The Low Level Waste Repository is the UK's central long-term store for low-level radioactive waste located on the West Cumbrian coast near Drigg village and opened in 1959. It is a subsidiary of the Nuclear Decommissioning Authority.

==Function==
The site stores low level radioactive waste from Sellafield, MoD sites, nuclear power stations, hospitals, universities, medical companies and the oil industry. The site, which was opened in 1959 by the United Kingdom Atomic Energy Authority, covers about 270 acres on the site of the former Royal Ordnance Factory (ROF Drigg).

==Ownership and management==
The Nuclear Decommissioning Authority (NDA), who owned LLWR at the time, announced in March 2008 that UK Nuclear Waste Management Ltd (a consortium led by the Washington Division of URS Corporation and including Studsvik UK, AREVA-NC and Serco Assurance) had been awarded the contract for the management and operation of the Low Level Waste Repository.

This arrangement ceased when the LLWR was brought back under direct public management when it became a subsidiary of the NDA in July 2021.
In 2022 LLWR was merged with the NDA's Integrated Waste Management Programme to form a division called Nuclear Waste Services.

==Continued use==
In 1988, a new system was introduced placing waste in containers rather than clay trenches later covered with stone and soil.

In early 2008, Cumbria County Council granted permission for a new vault, Vault 9, to be built to accommodate about 700 ISO steel containers per year and be able to hold 5,500 ISO steel containers in total, giving an operational life of about eight years.
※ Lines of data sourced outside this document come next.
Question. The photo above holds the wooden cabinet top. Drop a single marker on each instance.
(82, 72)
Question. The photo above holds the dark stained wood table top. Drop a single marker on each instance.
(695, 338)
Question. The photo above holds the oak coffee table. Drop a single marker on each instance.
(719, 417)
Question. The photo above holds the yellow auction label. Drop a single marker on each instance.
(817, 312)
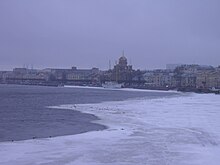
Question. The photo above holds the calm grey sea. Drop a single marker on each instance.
(24, 113)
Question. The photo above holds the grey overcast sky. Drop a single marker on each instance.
(87, 33)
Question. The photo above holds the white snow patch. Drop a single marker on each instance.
(167, 131)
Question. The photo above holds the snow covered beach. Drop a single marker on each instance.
(182, 130)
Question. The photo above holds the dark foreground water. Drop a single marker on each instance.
(24, 113)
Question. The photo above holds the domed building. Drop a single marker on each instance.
(122, 72)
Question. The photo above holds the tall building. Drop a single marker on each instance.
(122, 72)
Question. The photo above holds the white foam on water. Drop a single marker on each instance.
(167, 131)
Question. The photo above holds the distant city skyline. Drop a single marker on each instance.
(86, 34)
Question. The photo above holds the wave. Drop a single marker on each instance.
(177, 130)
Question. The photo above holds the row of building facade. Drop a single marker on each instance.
(185, 77)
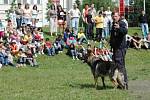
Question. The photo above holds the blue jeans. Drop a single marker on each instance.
(75, 24)
(145, 29)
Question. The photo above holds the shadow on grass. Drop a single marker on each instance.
(84, 86)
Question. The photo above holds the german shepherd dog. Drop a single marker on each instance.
(100, 68)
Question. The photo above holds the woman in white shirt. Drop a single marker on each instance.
(26, 14)
(34, 15)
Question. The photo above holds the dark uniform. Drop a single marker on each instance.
(118, 45)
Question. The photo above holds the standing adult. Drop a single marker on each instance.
(106, 28)
(26, 14)
(108, 13)
(34, 15)
(99, 21)
(19, 14)
(74, 16)
(118, 44)
(144, 24)
(52, 13)
(84, 15)
(93, 13)
(61, 16)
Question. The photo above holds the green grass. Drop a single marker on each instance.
(61, 78)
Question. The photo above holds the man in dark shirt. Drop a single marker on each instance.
(118, 44)
(144, 24)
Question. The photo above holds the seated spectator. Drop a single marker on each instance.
(30, 58)
(38, 41)
(81, 37)
(14, 48)
(71, 40)
(49, 47)
(61, 41)
(58, 47)
(9, 59)
(66, 34)
(3, 57)
(73, 51)
(2, 30)
(21, 58)
(9, 27)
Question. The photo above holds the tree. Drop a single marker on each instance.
(12, 8)
(48, 7)
(100, 3)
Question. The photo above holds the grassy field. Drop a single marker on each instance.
(61, 78)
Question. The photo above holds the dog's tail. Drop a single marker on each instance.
(93, 66)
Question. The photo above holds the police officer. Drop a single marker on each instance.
(118, 44)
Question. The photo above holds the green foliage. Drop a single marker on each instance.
(12, 8)
(61, 78)
(100, 3)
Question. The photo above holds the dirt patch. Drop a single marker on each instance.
(140, 89)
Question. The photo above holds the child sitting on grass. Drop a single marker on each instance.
(73, 51)
(81, 37)
(31, 59)
(21, 58)
(49, 47)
The vault opened for use in 2010.

In 2015, a report from the Environment Agency acknowledged that the site would be disrupted in the future by coastal erosion and flooding, and placed requirements on LLWR Ltd to maintain a programme of coastal monitoring and to keep up-to-date with research and development on the long-term effects of climate change.

In 2023, Nuclear Waste Services started capping and securing full trenches and vaults in preparation for permanent closure, a process that will take five years. A 10 m thick membrane, the Southern Trench Cap Interim Membrane (STIM), will cover the old trenches to protect the waste for up to 100 years.